Q : Pensez-vous que le bloc centriste sera capable de résister aux pressions du conflit dans la période prochaine ?
R : J’ai toujours accordé beaucoup de crédit au rôle que pouvaient jouer Walid Joumblatt, Nabih Berry et bien sûr le président de la République. Je pense que leur positionnement sur la scène libanaise, peut permettre de maintenir la situation sous contrôle, dans le cadre du gouvernement d’union nationale. C’est pour cette raison, que l’on a trouvé beaucoup d’intérêt dans la visite de M. Berry en France.
Q : Est-ce qu’il y a une coopération franco-américaine en ce qui concerne le Liban ? Pourquoi est-ce que le pays du Cèdre figure sur l’agenda américain aujourd’hui ?
R : Il est normal que nous ayons des concertations avec les Américains sur tous les sujets. Nous ne pouvons pas exclure le Liban, parce que ce sont nos alliés. Je pense aussi que Washington porte une responsabilité globale, tout comme nous, parce que nous avons une connaissance du Liban et de la région qui peut également être utile aux Américains. Nous avons beaucoup de sujets à partager avec eux. Mais cela ne veut pas dire que l’on soit forcément d’accord sur tous les dossiers. Preuve en est : nous n’avons pas été d’accord sur la guerre en Irak. Effectivement nous soutenons les efforts américains par rapport à la voie palestinienne. En même temps, nous souhaitons que les Européens aient plus voix au chapitre sur ce sujet-là, parce qu’il ne faut pas oublier que nous sommes les premiers contributeurs de l’Autorité palestinienne. Aujourd’hui il est prouvé qu’aucune puissance, quelle qu’elle soit, même avec les meilleures intentions, ne peut apporter toute seule une réponse.
Q : Pourquoi n’y a-t-il pas un plan français efficace, quant au renforcement militaire de l’armée libanaise ? Nous avons l’impression que c’est une mission réservée aux Américains.
R : Notre coopération avec l’armée libanaise est ancienne.
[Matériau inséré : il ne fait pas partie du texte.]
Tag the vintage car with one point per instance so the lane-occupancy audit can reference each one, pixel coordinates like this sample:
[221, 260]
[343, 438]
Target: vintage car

Elle se maintient à un niveau élevé. En termes de dépenses, c’est la deuxième ou troisième priorité mondiale. Alors que nous réduisons nos crédits de coopération militaire, nous avons maintenu ces crédits avec le Liban à hauteur de 2 millions d’euros. Il y a eu des propositions d’amélioration du parc d’hélicoptères. Il y a des Pumas qui vont être livrés. Certains sont déjà utilisés par l’armée libanaise. Nous avons fait une proposition de remise à niveau pour une cession à des conditions non commerciales, de Gazelles à l’armée. Nous avons proposé d’offrir une centaine de missiles Hot. Pour l’instant, c’est un sujet qui est en discussion avec les autorités libanaises, qui n’ont pas encore pris de décision, tout simplement. Le Liban n’a malheureusement pas un budget d’équipement important. Il est de l’ordre de 20 millions de dollars par an. Ce sont des moyens très limités.
Q : Existe-t-il des contraintes internes qui entravent ce genre d’aide ?
R : Le président de la République était très clair quand il a reçu le Premier ministre Saad Hariri. Nous ne pouvons pas tenir un langage sur l’indépendance du Liban et en même temps, lui refuser les moyens de sa défense. Nous sommes pour le renforcement de l’armée. Nous sommes prêts à faire des gestes là-dessus. J’espère que l’on va faire des progrès un jour, il ne faut jamais désespérer.
Il existe un plan d’équipement de l’armée libanaise, qui a été mis au point par les responsables libanais. Nous sommes au courant du contenu et nous sommes prêts à participer à ce plan. Il faut évidemment que l’on se mette d’accord sur les modalités, mais nous n’avons pas de restrictions politiques particulières. Le Liban doit montrer qu’il est prêt à investir dans son armée. Elle représente la nation. En ce qui concerne les armes de la Résistance, il y a un dialogue national. L’usage de la force devra à un moment revenir à l’Etat. En tous cas, cela devrait être l’objectif. Je crois qu’il n’est contesté par personne.
Q : Si nous possédons une armée puissante, alors pourquoi cette stratégie de défense ?
R : Ce n’est pas un problème qui sera résolu en 24 heures.
Q : Par rapport à la position de la France sur la dénucléarisation de la région ?
R : Il y a eu un consensus sur lequel nous nous sommes ralliés. La question sera évoquée en 2012 dans tous ses aspects. Je ne sais pas comment le dossier va évoluer. C’est un résultat important, un élément nouveau.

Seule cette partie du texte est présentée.